Sur TMC, une publicité Google Pixel proposée sur un compte regardant « Élise et Cécile », sur téléphone portable, le 11 octobre 2022.

Reste donc le fait concret, au cœur du modèle d’affaires de la première chaîne : TF1 inonde les écrans de publicité, et sa régie pousse très loin son expertise pour améliorer l’effet des campagnes, comme une tête chercheuse à l’avant-garde dans la fabrique du consumérisme.

Ces dernières années, TF1 Pub a notamment investi beaucoup d’énergie dans le ciblage des publicités sur sa plateforme de rediffusion MyTF1, où les audiences se comptent en centaines de milliers de vues, grâce aux nombreuses données personnelles dont elle dispose. 27 millions de Français y ont créé un compte, fournissant de précieuses données démographiques à la chaîne en sus de leur historique de connexion.

Les sites Marmiton, Doctissimo, Cnet et Au Féminin, rachetés par le groupe (et en cours de revente), permettent de capter des données personnelles de 48 millions de visiteurs uniques, et La Redoute, partenaire de la chaîne, vend elle aussi ses précieuses data.

Crudivores et « intentionnistes »

Pour parfaire son attirail, TF1 vient de s’allier à Intermarché, Casino, Géant, Franprix et Monoprix, pour profiter des informations enregistrées lors des achats en magasin et en ligne des 17 millions de clients qui possèdent une carte de fidélité. Un trésor pour publicitaire : « L’achat d’un agenda, d’un classeur à spirale ou d’un Tipp-Ex va nous donner des informations sur l’âge précis de l’enfant, car les fournitures scolaires sont très “différenciantes” », se réjouit en toute décontraction Alban Schleuniger, le directeur d’Infinity Advertising, le regroupement des cinq enseignes, dans une vidéo de promotion du partenariat.
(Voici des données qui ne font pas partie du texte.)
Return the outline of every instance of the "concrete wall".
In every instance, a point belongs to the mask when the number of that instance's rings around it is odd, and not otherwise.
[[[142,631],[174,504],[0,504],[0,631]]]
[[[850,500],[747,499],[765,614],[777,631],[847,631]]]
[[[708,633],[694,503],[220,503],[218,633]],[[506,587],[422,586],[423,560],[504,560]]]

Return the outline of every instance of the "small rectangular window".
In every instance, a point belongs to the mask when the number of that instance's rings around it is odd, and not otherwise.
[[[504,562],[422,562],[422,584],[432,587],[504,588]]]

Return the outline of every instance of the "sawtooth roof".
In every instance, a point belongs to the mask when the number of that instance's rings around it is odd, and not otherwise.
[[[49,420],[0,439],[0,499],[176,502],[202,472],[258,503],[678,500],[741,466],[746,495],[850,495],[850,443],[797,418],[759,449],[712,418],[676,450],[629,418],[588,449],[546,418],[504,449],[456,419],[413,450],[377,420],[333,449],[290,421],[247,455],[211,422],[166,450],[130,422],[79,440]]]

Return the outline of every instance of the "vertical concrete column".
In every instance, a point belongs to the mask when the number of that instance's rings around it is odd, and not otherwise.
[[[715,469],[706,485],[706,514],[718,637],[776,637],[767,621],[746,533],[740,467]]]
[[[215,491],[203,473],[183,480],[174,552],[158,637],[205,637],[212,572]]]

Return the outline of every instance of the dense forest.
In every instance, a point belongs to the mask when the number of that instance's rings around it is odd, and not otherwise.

Ce cocktail de données permet à TF1 Pub de n’adresser une publicité qu’aux seuls acheteurs de crudités, par exemple, ou de cibler les propriétaires de chat ou encore les futurs parents. Elle sait aussi viser un couple qui souhaite déménager ou changer de forfait internet, de voiture, de banque ou d’assurance (les « intentionnistes »).

Pub proposée par TF1 le 11 octobre 2022.

En ligne, un annonceur peut cibler un consommateur écolo en choisissant le sous-groupe « consom’acteur » et quatre fichiers « santé » ont également été ficelés, regroupant les acheteurs de traitements dermatologiques, de produits pour voies respiratoires, de produits pour troubles digestifs ou de compléments alimentaires et vitamines [4]. Et ce traçage du consommateur est désormais lui-même tracé : les achats des internautes soumis à ces publicités ciblées en ligne, sur MyTF1, peuvent être eux-mêmes analysés pour mesurer les effets de la campagne sur leur comportement. Une information clef pour les annonceurs.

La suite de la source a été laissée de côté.